No Guarantees that the Trump Tariffs Will Lower Prices
Trump tariffs. That’s all we see on social media and hear on the news, but it’s an issue financially that can’t be ignored. So you need to be prepared for the future. So, let’s start with the latest comment by President-Elect Trump regarding the tariffs.
In an interview with Time Magazine for its “Person of the Year,” President-Elect Trump said, “It’s hard to bring things down once they’re up. It’s very hard.”
Of course, before he had said at a press conference: “When I win, I will immediately bring prices down. Starting on day one, we will drill, baby, drill,” referring to increasing domestic oil production to bring down prices of everything.
Here’s the issue: nobody credible has said that the Trump tariffs will bring down prices for you, whether for groceries or anything else. You can read that blog post below.
But it doesn’t end there. The monthly payments on student loans are also likely to go up. If monthly payments on student loans increase, and the Trump tariffs increase your costs by 25% or more, what does that mean for you financially? It means you have to come up with more money to break even. You have to increase your income or decrease your expenses. Both are difficult to do, and if you don’t, you will end up in more debt.
We have now witnessed President-Elect Trump confirming that he can’t guarantee prices will go down. People like to rationalize and ignore facts, but I’m just going based on the facts. So politics are irrelevant.
Trump surrogates argue, “Don’t believe what he says.” Okay, so don’t believe him when he says prices will go down or when he says it’s hard to get them to go down? Sorry, but it can’t be both.

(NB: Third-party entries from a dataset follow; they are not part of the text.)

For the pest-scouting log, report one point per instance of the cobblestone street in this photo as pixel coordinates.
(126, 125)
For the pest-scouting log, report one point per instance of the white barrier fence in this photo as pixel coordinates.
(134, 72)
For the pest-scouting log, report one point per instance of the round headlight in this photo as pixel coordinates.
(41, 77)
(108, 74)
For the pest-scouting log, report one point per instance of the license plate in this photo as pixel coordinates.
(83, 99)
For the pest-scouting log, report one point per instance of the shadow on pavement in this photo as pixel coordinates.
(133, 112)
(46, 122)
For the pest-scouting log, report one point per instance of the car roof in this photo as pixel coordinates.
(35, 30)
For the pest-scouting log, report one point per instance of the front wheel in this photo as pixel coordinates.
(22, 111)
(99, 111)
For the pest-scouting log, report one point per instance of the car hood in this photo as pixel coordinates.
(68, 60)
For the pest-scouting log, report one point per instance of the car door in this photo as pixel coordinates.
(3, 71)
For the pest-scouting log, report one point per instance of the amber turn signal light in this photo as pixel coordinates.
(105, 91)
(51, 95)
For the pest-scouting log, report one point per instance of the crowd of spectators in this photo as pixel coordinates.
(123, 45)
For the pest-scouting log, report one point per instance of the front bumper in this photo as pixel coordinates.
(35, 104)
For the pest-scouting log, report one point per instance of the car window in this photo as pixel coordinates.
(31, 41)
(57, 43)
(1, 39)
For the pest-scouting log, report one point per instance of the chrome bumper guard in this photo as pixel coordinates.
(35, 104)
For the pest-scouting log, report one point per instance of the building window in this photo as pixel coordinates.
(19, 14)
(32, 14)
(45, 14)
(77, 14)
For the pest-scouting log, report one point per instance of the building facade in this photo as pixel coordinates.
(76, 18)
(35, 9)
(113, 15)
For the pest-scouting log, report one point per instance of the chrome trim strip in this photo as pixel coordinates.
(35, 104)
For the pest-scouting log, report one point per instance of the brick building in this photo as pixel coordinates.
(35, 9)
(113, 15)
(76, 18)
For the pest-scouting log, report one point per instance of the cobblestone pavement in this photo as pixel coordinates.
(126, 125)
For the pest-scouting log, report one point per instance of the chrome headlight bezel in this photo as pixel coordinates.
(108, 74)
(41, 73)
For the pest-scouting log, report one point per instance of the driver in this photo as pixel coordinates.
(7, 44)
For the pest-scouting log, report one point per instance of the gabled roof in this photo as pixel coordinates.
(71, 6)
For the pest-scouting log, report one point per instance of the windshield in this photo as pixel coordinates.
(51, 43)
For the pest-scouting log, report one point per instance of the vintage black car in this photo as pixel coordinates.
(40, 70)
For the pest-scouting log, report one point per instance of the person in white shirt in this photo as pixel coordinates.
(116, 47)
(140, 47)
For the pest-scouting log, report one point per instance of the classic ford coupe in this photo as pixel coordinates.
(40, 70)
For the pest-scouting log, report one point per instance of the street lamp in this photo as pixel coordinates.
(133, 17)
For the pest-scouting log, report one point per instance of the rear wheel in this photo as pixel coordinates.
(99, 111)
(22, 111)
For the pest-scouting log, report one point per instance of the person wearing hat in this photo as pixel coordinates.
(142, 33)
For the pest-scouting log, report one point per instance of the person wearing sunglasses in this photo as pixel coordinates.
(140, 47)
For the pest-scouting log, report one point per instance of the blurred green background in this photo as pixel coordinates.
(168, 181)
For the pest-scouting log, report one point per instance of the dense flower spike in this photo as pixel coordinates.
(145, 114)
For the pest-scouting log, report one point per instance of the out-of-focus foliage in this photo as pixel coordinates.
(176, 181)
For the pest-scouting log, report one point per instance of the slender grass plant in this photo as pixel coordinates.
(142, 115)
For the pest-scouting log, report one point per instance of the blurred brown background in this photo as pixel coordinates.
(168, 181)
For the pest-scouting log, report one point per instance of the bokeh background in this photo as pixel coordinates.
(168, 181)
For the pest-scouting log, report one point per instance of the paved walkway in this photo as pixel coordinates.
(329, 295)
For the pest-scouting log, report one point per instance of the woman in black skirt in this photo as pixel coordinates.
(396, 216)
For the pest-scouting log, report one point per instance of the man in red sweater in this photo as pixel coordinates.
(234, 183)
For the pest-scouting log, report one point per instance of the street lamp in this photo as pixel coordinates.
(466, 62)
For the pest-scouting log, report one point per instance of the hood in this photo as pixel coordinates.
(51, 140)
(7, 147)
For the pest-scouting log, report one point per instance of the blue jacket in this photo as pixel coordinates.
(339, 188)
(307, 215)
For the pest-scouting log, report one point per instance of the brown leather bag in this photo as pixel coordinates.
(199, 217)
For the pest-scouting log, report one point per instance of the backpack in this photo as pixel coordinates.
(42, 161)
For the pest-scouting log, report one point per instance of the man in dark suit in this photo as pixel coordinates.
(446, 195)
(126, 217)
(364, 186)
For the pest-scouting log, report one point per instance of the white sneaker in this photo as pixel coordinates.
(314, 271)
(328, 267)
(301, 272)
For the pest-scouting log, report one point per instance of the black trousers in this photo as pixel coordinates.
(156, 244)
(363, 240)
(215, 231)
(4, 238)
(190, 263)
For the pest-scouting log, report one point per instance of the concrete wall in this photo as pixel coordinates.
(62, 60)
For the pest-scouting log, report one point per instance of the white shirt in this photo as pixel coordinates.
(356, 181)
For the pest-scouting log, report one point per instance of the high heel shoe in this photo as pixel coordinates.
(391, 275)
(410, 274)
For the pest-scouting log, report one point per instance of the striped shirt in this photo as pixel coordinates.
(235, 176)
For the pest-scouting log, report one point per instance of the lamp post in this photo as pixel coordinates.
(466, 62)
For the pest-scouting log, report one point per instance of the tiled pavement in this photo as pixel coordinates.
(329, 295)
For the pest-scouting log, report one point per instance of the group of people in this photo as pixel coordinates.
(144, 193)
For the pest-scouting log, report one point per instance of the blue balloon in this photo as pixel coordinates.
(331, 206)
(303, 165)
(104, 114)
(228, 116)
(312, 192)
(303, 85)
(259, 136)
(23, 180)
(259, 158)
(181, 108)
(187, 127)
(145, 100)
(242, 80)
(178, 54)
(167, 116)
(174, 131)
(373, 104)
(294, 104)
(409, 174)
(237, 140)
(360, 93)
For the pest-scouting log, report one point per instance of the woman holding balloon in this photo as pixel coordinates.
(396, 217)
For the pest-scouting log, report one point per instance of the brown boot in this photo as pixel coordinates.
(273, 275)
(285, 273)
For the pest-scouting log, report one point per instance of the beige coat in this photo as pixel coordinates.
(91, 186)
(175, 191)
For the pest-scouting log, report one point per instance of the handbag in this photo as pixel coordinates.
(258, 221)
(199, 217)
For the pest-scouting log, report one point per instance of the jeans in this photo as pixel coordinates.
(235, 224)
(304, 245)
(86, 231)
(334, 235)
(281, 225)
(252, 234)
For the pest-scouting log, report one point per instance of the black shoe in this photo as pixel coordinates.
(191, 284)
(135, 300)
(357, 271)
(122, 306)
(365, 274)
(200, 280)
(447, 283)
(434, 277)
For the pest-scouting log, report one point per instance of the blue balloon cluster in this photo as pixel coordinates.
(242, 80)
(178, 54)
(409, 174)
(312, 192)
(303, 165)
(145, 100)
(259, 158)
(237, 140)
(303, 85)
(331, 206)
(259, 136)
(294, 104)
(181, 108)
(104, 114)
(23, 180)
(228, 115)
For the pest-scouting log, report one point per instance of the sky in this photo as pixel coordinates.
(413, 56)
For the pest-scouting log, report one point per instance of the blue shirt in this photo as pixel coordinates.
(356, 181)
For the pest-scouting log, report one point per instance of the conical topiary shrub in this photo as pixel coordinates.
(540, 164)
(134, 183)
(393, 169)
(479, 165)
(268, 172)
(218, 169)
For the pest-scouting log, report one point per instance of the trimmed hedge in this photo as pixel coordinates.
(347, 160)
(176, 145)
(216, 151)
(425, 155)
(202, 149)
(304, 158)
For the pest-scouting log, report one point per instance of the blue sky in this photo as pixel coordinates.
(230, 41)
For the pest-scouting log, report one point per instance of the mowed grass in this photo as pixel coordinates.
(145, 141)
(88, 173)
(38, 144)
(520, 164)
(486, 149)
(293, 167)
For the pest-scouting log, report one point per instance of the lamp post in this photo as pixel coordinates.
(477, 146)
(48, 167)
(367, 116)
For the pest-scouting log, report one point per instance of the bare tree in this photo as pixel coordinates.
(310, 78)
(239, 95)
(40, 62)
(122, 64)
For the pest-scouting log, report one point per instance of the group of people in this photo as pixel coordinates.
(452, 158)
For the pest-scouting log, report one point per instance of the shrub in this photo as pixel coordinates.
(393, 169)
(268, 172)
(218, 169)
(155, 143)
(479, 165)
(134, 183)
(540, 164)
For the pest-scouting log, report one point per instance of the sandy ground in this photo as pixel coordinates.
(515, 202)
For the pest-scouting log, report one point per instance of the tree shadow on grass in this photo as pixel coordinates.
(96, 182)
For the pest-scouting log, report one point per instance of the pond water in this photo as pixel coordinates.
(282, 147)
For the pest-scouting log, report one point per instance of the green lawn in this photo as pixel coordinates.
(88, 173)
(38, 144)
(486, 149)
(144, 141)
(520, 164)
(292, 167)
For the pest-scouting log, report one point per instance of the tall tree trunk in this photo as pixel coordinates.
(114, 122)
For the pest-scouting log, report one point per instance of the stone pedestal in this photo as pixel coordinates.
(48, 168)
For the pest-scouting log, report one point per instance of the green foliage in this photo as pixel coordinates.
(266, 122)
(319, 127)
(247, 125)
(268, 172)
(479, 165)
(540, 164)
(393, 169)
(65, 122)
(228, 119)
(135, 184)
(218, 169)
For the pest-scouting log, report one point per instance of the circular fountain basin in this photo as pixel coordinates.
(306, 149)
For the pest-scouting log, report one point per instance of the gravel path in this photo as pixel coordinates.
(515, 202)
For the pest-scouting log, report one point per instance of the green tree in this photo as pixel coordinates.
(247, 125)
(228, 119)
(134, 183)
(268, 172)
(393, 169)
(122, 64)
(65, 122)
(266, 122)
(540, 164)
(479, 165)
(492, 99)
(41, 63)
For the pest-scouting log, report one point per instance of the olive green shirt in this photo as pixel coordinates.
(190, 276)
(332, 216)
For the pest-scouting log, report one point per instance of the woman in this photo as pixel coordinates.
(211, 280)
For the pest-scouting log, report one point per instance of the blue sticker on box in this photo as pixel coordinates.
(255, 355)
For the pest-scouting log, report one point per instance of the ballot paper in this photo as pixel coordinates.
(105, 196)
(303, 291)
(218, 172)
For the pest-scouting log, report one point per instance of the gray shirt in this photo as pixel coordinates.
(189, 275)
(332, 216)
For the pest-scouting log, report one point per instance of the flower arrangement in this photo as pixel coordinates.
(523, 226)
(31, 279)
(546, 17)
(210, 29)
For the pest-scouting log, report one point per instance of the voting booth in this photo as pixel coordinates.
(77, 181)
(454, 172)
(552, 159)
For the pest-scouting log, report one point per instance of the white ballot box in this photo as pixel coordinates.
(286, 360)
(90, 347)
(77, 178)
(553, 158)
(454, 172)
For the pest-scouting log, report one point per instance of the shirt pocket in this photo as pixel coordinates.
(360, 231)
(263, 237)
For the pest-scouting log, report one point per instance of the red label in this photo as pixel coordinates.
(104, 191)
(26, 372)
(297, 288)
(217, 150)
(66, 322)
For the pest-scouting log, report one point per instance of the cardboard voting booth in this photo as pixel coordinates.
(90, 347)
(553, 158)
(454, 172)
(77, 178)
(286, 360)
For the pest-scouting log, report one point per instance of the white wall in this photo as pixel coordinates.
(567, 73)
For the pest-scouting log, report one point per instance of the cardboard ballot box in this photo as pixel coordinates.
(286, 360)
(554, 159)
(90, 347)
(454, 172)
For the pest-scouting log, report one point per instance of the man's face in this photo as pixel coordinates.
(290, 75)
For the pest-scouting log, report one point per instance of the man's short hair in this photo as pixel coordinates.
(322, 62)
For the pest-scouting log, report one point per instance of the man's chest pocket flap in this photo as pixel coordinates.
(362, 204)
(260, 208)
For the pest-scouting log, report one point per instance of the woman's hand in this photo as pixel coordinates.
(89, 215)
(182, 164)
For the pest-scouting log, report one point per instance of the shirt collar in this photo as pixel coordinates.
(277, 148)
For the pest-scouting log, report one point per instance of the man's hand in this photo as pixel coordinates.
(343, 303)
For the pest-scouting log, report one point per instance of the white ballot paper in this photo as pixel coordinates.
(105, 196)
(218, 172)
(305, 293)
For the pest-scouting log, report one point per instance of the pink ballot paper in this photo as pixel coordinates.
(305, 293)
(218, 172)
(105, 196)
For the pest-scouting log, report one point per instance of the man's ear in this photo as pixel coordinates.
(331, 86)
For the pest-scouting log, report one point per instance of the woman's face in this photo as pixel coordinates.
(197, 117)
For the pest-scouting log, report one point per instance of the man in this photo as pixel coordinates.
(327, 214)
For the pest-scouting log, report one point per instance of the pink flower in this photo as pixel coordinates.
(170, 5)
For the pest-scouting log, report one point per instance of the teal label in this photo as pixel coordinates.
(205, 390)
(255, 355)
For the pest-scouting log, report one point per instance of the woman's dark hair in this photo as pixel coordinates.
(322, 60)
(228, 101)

This rationalization of trying to approve and decipher what Trump says is just pure gibberish. Either we believe him or we can’t. That’s why I keep saying cut through all the noise, smoke, and mirrors. The reality is that the consumer will pay a tax if tariffs are imposed. It’s always been that way and always will be.
No one will ship a product, pay more for it, and then say, “Don’t worry about it; we’ll cover the cost.” It doesn’t work that way. In one particular instance, for example, if the product was defective, but en masse, with thousands of products coming in, it’s not going to happen.
Of course, President-Elect Trump told a story about groceries, such as a woman going to buy three apples, finding out the price, and returning one apple. How expensive were these apples? Not to mention, as part of the story, Trump said that she returned the apple to the refrigerator. I’ve never been to a grocery store with apples in a refrigerator, but that’s just me. But that’s the point. We shouldn’t believe this story either.
Of course, another economic issue is mass deportation. This is why I keep saying we must be careful, cut through the political noise and the gibberish, and stop rationalizing. Set your politics aside and use common sense.
Here’s a fun fact that might scare everybody: most illegal immigration takes place through airports on visa overstays, not the U.S.–Mexico border. But you can’t shut down the airports because tourists aren’t the scary boogeymen, plus they spend money. So it’s a hard sell. It’s easier to focus on those crossing the border, even though more people enter airports. Besides, you can’t put barbed wire at the airport gates, but you surely can do such a barbaric thing in the Rio Grande. Just ask Governor Gregg Abbott from Texas.
By the way, those figures on visa overstays are from the government.
Now, if there are fewer people available to do migrant jobs such as farming, you’re going to have a supply shortage. With demand remaining the same and supplies short, the law of supply and demand means prices go up. Now add all this together.
If you’re getting hit with tariffs, increased student loan payments, and now farming products and food becoming more expensive due to shortages, you’re getting hit from multiple angles. And none of those angles will save you money, but it will cost you.
Whether you’re a Trump supporter or an honorary member of MAGA, what I’m talking about is simple math. Consumers are taxed with tariffs, and if fewer apples are available, the prices go up.
Some consumers are making large purchases now before tariffs come in. That’s fine, but we need to look at the long term. Your monthly expenses will increase if you get hit with student loans, tariffs, and a supply chain shortage. You need to analyze your personal situation and decide if getting into more debt now is the right thing to do if your expenses increase.
So, whether it’s the Trump tariffs, the College Cost Reduction Act, or the likely disappearance of student loan forgiveness, make sure you budget for any increases. Be careful with any financial decisions moving forward. So, while saving on the higher costs of a new car sounds like a good idea, keep in mind that car payments will still be around for five years or more.